Figure 7. Chemical structures of the model alkyl molecules (top panels) and their energies of adsorption on the MnO2 nanosheet (bottom panel).

First, we focus on three N-containing alkyl compounds (Figure 7 structures a-c). We have chosen N-methylacetamide as a model system for the amide groups that are present in DAPT and 1azakenpaullone, and trimethylamine and methylamine to mimic the tertiary amine group in rhodamine B. As shown in Figure 7 and Table S5, all three molecules have strong adsorption 19 ACS Paragon Plus Environment


affinities towards the MnO2 nanosheet, with ΔEad of -16.8 kcal/mol for N-methylacetamide, -15.5 kcal/mol for trimethylamine and -10.2 kcal/mol for methylamine. Similar to their aromatic counterparts, adsorption of the N-containing alkyl compounds on the MnO2 surface arises from a combination of dispersion, electrostatic and charge transfer interactions. For N-methylacetamide, dispersion accounts for 53.1% of the total adsorption energy. The molecule is highly polar and partial charges of the electronegative N and O atoms are -2.8e and -1.9e, respectively. Upon binding on the MnO2 nanosheet, electrons in the system are redistributed and a charge transfer of 0.15e is observed from the molecule to the surface. For trimethylamine, dispersion interactions only contribute -4.7 kcal/mol to its total adsorption energy. While the N atom bears a charge of 1.0e, it is 4.9 Å away from the surface due to the steric hindrance from the bulky methyl groups, leading to a small stabilization energy from electrostatic interactions. However, upon adsorption, a prominent amount of 0.53e is transferred from trimethylamine to the MnO2 nanosheet, resulting in partial chemisorption and an increase in adsorption energy. The mechanism of charge transfer is demonstrated in Figure S6: the HOMO of trimethylamine has an energy of 0.5 eV, which donates electrons to the LUMO of the nanosheet at an energy of 0.8 eV. This redistribution of electrons significantly alters the electronic structures of the system, leading to an increase of 0.8 eV in the Fermi level of the MnO2 nanosheet, and a decrease of 0.7 eV of the HOMO peak of the trimethylamine molecule.
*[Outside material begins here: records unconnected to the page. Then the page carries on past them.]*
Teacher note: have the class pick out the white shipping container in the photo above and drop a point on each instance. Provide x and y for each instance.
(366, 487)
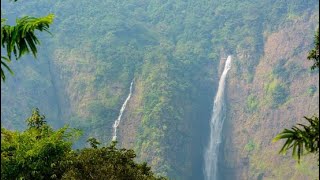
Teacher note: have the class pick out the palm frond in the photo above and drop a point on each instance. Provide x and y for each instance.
(21, 39)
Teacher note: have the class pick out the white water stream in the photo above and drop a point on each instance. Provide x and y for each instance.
(217, 119)
(117, 122)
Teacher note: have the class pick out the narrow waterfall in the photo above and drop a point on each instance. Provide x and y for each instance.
(217, 119)
(117, 122)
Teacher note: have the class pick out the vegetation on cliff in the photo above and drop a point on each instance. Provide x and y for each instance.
(40, 152)
(173, 50)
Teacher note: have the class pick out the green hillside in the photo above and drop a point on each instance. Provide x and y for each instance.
(174, 51)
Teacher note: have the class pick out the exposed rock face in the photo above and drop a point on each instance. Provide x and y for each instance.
(248, 152)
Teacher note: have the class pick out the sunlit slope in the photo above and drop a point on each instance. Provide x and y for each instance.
(173, 50)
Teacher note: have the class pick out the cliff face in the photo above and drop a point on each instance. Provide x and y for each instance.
(175, 51)
(255, 116)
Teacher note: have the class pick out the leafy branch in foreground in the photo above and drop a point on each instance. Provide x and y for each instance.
(314, 53)
(20, 39)
(301, 137)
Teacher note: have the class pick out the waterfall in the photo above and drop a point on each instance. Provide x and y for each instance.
(117, 122)
(217, 119)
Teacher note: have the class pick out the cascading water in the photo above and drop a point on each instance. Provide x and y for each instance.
(117, 122)
(217, 119)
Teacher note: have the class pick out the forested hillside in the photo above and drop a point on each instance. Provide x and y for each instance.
(174, 50)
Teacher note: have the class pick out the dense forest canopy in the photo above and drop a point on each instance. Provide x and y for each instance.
(173, 50)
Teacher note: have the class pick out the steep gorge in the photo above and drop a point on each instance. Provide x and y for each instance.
(173, 49)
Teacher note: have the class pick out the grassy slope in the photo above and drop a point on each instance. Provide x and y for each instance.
(172, 48)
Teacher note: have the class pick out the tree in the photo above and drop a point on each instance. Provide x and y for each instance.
(305, 138)
(314, 53)
(107, 163)
(40, 152)
(20, 39)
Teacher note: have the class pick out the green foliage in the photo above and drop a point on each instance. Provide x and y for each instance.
(250, 146)
(107, 163)
(277, 92)
(311, 90)
(314, 53)
(36, 153)
(43, 153)
(20, 39)
(93, 142)
(252, 103)
(300, 138)
(172, 48)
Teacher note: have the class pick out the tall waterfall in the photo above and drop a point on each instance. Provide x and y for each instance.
(217, 119)
(117, 122)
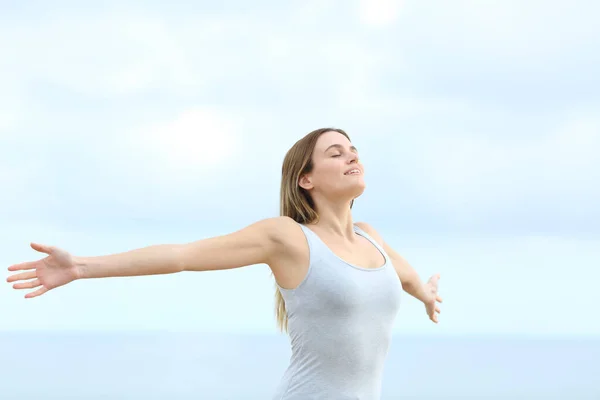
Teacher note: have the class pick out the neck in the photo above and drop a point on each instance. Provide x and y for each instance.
(335, 217)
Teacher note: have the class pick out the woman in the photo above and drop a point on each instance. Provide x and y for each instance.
(338, 283)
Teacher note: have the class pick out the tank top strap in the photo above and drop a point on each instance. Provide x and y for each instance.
(374, 242)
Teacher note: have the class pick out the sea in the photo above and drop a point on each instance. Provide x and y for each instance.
(215, 366)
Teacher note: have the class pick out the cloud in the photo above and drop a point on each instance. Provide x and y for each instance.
(196, 141)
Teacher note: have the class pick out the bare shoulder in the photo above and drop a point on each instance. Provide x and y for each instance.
(371, 232)
(290, 252)
(282, 229)
(285, 236)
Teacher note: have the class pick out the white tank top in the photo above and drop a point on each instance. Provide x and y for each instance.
(340, 319)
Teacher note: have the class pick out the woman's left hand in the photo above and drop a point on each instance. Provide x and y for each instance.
(432, 298)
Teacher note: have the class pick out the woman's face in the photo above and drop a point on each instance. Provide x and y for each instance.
(336, 173)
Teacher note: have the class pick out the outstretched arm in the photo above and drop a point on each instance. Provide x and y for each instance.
(252, 245)
(255, 244)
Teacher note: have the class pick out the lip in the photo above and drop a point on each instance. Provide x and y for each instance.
(352, 169)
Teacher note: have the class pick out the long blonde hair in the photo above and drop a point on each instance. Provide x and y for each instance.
(295, 202)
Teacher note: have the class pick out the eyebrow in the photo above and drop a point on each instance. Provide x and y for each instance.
(340, 147)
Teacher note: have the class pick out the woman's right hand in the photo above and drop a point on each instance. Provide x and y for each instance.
(57, 269)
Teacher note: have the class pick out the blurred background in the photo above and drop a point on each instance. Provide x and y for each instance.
(130, 123)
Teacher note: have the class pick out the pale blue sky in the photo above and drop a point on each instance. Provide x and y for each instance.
(138, 123)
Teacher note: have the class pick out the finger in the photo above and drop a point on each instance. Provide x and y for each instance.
(42, 248)
(22, 276)
(28, 285)
(37, 293)
(23, 266)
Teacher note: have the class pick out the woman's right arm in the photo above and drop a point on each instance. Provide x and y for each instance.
(254, 244)
(265, 242)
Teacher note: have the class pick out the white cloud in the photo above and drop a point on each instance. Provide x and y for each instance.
(187, 147)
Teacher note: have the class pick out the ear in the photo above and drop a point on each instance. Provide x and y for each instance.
(305, 182)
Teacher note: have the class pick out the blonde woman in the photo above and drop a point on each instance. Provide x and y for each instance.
(338, 283)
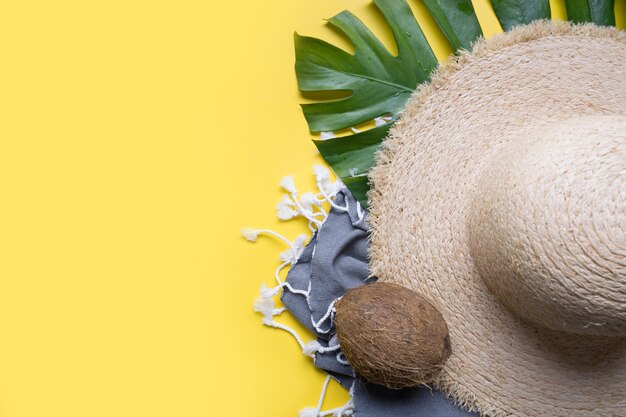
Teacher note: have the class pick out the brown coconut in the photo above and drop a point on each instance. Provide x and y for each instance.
(391, 335)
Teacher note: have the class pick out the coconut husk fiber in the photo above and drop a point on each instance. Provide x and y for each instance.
(391, 335)
(456, 159)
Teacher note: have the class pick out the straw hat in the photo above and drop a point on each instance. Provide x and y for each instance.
(500, 195)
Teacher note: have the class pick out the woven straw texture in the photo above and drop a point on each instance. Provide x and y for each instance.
(423, 216)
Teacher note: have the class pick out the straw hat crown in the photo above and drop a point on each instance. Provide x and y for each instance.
(500, 196)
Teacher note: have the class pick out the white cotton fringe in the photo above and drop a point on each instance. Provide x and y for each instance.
(310, 206)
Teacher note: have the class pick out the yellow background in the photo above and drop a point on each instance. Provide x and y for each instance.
(136, 139)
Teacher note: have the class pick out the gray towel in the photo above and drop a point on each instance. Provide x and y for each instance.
(334, 261)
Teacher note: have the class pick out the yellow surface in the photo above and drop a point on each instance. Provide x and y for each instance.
(137, 137)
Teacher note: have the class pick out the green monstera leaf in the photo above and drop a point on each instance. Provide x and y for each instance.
(511, 13)
(379, 83)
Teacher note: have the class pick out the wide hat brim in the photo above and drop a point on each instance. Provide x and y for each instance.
(421, 186)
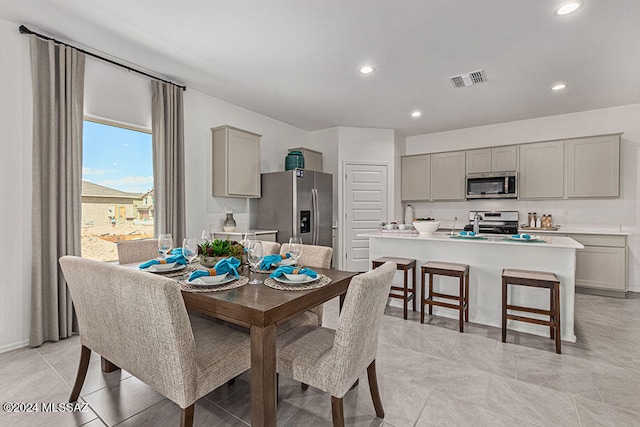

To evaluate how steric hindrance impacts the adsorption of trimethylamine, we have examined methylamine and found that removing the two methyl groups brings the molecule close to the MnO2 nanosheet with a distance of 3.0 Å. However, for methylamine, the dispersion contribution is only -3.9 kcal/mol and the intermolecular charge transfer is reduced to 0.35e, leading to a decrease of its overall adsorption affinity compared to trimethylamine.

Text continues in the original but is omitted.